Я никогда не связывалась с приютами, плохо понимала, как всё работает, но ночью нашла приют, который вроде мог приехать за ними. Они могли держать всех у себя, пока не найдут новых хозяев. Старых могло и не быть, ни у одной собаки не было ошейника, а одна, скорее всего, на улице и родилась.
Интересно, заметил ли кто-то, что я не пришла на рисунок.
Нужно было заполнить анкету. Имя, телефон, вид, фотография, город, адрес нахождения, описание ситуации, есть ли угроза жизни, готова ли помогать финансово, могу ли приходить в приют. Я сфотографировала собаку без уха и поняла, что собак слишком много. Анкеты наверняка рассматривают отдельно и неизвестно, как быстро. На сайте был телефон, я закрыла анкету, набрала номер и дожидалась ответа.
*
Я не хотела стать брошенкой. Боялась ей стать с самого зачисления. Тебе всегда грозит исчезновение, можно не сдать просмотр, ничего не добиться, ничему не научиться, выгореть, сгореть. Знала, как говорят о брошенках, видела, как высмеивают в интернете или здесь, в академии. У нас была одна, вначале ходила счастливая, работала больше всех, со всеми общалась, а в один день исчезла. Трижды после переклички за её именем была тишина, а потом она и из списка исчезла. От неё не осталось ничего, кроме слова «брошенка».
Брошенки просто не смогли, ослабли, не выдержали. Были лишними. Их не должно быть.
Я просыпала занятия, медленно работала, вообще не приходила. Я окончательно устала. Если не приходила, ждала сообщения или звонка, кто-то ведь должен заметить отсутствие. Я ждала, что Лиля приедет узнать, что со мной. Глупо. Лиля даже не знает, где я живу. Я спала днём, а ночью лежала, разглядывая свои работы. Работы потеряли часть цвета. Стали сине-жёлтыми, фиолетовыми, серыми.
*
За первую часть занятия я не сделала ничего, я смотрела на Лилю. Она иногда смотрела в ответ и улыбалась, но только ртом. Кажется, она ещё что-то спрашивала.
Преподавательница отпустила нас на перерыв, и я молча пошла за Лилей.
Лиля любила сидеть на подоконнике, на нём нельзя сидеть, мы сели. На нём холодно.
— Точно ничего не случилось? — Лиля выглядела как когда поезд остановился в тоннеле и неспокойно звучала. Я сделала что-то не то.
Я откусила сэндвич, позавчерашний.
— Просто без настроения, — соврала я.
— ?
Я вытащила склизкую колбасу из засохшего хлеба, лизнула — точно испортилась, по запаху тоже.
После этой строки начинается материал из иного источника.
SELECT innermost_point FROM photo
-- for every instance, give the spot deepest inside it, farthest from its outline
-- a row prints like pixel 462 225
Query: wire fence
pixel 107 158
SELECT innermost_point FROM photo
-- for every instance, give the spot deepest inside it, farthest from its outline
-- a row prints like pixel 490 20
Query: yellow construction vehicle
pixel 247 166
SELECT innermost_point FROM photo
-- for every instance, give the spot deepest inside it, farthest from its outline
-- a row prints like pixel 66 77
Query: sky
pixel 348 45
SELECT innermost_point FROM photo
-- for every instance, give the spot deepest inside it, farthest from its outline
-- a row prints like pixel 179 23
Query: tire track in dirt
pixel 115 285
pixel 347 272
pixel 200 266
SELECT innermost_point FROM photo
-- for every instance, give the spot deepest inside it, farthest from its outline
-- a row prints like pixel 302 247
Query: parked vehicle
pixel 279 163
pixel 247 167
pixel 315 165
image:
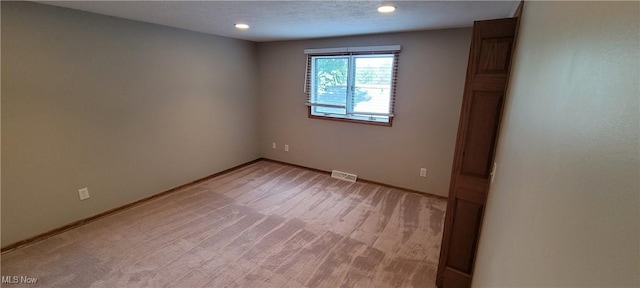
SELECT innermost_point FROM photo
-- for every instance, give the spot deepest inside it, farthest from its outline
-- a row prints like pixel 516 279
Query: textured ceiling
pixel 286 20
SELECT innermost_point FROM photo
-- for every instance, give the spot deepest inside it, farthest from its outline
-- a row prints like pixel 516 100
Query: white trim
pixel 326 105
pixel 353 49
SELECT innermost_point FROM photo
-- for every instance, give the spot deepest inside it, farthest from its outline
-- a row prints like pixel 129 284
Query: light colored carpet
pixel 265 225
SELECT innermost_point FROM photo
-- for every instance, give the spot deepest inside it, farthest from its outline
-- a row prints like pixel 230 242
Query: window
pixel 355 84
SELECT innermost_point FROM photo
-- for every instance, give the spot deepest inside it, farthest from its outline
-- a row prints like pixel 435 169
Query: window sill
pixel 374 123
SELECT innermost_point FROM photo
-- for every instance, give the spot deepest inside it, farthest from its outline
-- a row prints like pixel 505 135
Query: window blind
pixel 369 80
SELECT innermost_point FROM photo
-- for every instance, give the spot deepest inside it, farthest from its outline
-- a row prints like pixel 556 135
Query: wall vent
pixel 344 176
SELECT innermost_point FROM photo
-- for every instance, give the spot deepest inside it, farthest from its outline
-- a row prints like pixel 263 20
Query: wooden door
pixel 487 75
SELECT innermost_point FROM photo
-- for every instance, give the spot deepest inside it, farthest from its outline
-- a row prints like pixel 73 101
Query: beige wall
pixel 429 95
pixel 564 208
pixel 124 108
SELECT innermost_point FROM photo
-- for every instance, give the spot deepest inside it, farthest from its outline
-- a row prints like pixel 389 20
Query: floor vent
pixel 344 176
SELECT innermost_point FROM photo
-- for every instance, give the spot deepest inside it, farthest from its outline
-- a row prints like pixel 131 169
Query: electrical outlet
pixel 83 193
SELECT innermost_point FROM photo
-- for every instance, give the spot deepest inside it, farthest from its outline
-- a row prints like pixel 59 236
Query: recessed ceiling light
pixel 386 9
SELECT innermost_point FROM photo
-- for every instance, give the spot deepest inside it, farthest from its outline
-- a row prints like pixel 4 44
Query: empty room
pixel 320 144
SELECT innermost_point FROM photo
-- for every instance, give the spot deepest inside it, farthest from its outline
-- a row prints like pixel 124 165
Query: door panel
pixel 487 76
pixel 481 134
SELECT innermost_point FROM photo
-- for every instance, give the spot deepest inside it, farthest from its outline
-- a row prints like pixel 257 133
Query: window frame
pixel 352 53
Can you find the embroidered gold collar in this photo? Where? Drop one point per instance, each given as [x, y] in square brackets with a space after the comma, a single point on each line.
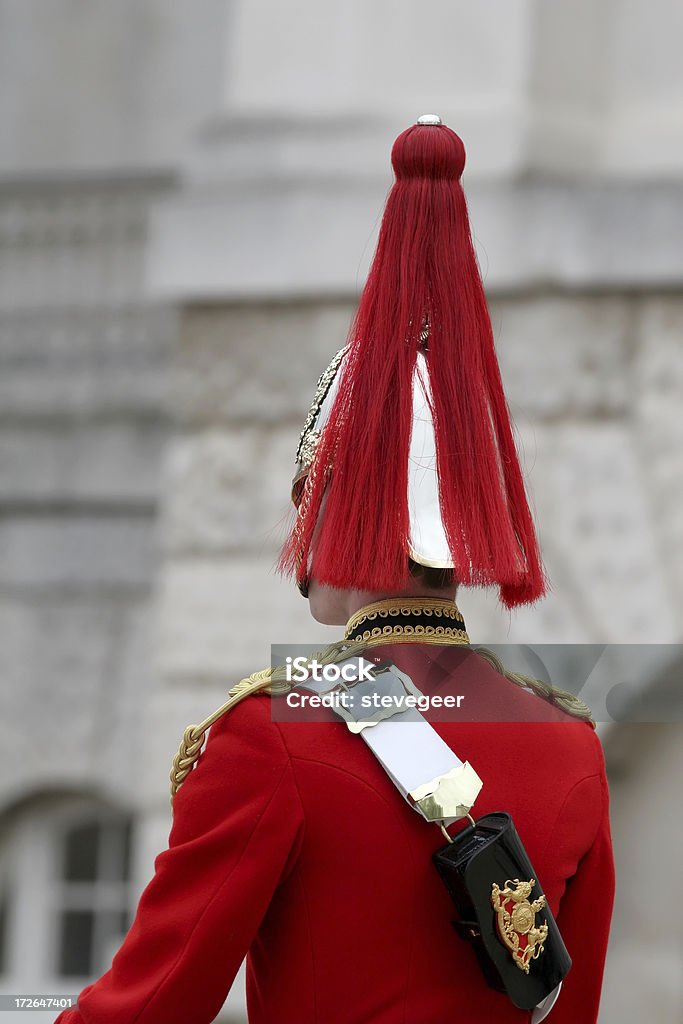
[400, 620]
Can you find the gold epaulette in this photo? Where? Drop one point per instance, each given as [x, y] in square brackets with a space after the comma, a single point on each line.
[193, 737]
[266, 681]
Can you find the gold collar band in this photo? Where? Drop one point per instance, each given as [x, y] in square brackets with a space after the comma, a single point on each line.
[417, 620]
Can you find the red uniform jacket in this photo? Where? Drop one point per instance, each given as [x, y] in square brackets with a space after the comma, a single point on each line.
[291, 844]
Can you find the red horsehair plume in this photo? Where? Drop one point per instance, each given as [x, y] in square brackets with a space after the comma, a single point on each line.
[424, 270]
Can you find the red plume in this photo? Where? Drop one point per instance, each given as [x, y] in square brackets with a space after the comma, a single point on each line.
[424, 270]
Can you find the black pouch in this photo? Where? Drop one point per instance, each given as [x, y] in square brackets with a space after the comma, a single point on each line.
[503, 911]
Сладкий запах. Я всё равно надкусила. Прилипшая к нёбу, она горчила, языком снять не получалось. Я понюхала оставшийся сэндвич.
— ?
Лиля продолжила говорить. Она не хотела, чтобы я это ела.
Я отвернулась.
Сделала ещё укус. И ещё.
— !
Колбаса кончилась, и остался скукожившийся лист салата, липкий сыр. Сыр съела первым, у него почти не было вкуса. Странно, жёлтый должен быть вкусным. Я посмотрела на Лилины голубые ботинки, интересные, но смотреть на них неприятно. От них неспокойно, будто что-то точно случится. Я посмотрела Лиле в лицо. Она добрая, не пнёт. Лиля знакомо пахла. Мой человек.